Western Australia sets its sights on Asia

Western Australian wine producers are turning to the Asian market after a drop in local sales and exports.

Ferngrove wines in Asia

Ferngrove has grown its Chinese exports by over 1,000% in the past 10 months after heavy investment in the company from Chinese businessman Xingfa Ma.

Last March, Ma invested AU$10 million in the company, buying up nearly three quarters of its shares through his food company Pegasus.

In January this year, he made a further offer to shareholders to buy the remaining shares in Ferngrove for close to AU$4 million.

In the past year, 80% of Ferngrove’s business has shifted from Australia to China.

Rather than selling wine through agents, the company has chosen to set up 30 wine retail showrooms in China as a base for a team of sales representatives.

“Not a lot of sales occur within the shop, it’s more of a billboard to say ‘this is us, we are here for the long haul,'” said managing director Anthony Wilkes.

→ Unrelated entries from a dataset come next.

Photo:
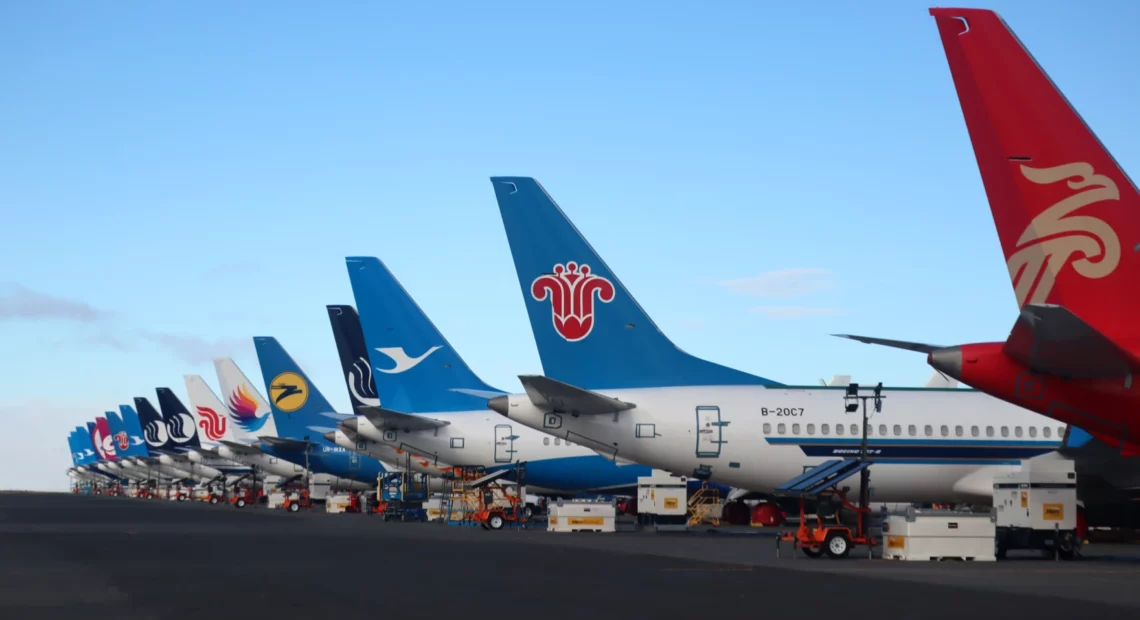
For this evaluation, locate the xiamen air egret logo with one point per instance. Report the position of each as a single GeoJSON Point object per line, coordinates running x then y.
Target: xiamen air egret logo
{"type": "Point", "coordinates": [1056, 237]}
{"type": "Point", "coordinates": [288, 392]}
{"type": "Point", "coordinates": [571, 288]}
{"type": "Point", "coordinates": [212, 424]}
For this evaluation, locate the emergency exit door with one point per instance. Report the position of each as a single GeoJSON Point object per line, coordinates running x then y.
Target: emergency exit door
{"type": "Point", "coordinates": [709, 432]}
{"type": "Point", "coordinates": [504, 443]}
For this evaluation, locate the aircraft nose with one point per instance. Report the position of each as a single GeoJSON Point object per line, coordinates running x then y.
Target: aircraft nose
{"type": "Point", "coordinates": [498, 405]}
{"type": "Point", "coordinates": [947, 360]}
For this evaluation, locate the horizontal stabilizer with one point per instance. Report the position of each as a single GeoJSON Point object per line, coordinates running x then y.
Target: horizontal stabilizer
{"type": "Point", "coordinates": [917, 347]}
{"type": "Point", "coordinates": [243, 448]}
{"type": "Point", "coordinates": [397, 421]}
{"type": "Point", "coordinates": [938, 380]}
{"type": "Point", "coordinates": [556, 397]}
{"type": "Point", "coordinates": [480, 393]}
{"type": "Point", "coordinates": [1050, 340]}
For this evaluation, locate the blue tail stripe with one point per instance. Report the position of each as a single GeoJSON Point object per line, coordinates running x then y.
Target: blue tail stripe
{"type": "Point", "coordinates": [601, 337]}
{"type": "Point", "coordinates": [416, 368]}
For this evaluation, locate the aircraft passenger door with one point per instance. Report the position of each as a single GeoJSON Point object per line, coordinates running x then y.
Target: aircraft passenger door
{"type": "Point", "coordinates": [504, 443]}
{"type": "Point", "coordinates": [709, 429]}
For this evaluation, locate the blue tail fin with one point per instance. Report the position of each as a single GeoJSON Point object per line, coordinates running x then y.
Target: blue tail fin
{"type": "Point", "coordinates": [179, 422]}
{"type": "Point", "coordinates": [588, 328]}
{"type": "Point", "coordinates": [154, 429]}
{"type": "Point", "coordinates": [416, 368]}
{"type": "Point", "coordinates": [133, 430]}
{"type": "Point", "coordinates": [295, 401]}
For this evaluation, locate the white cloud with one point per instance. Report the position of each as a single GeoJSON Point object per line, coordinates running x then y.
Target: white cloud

“We’ve got around 40 sales people that use the shops as a base then go out to their contacts and sell the wine,” Wilkes added.

Close collaboration with the company’s Chinese shareholder has been crucial to their sales strategy.

“He’ll get our wines into places that we never could have imagined existed – a lot of the sales are to government contacts,” Wilkes said.

“The majority of what we’ve learnt about selling in more traditional markets like Europe and the US you can throw out the window in Asia,” he added.

The latest figures from the Australian Bureau of Statistics show that while imports of international wine have risen more than 4%, exports have fallen.

“It’s not all doom and gloom because the figures show a resurgence in the over AU$20 a bottle category, which means West Australian wines fall into a premium price point, leading to an interest in exporting those wines to the Asian market,” the WA Wine Industry Association’s Aymee Mastaglia said.

“It’s a bit of a double-edged sword. The strength of the Australian dollar means it’s a lot more difficult to break even and make a profit from exports,” she added.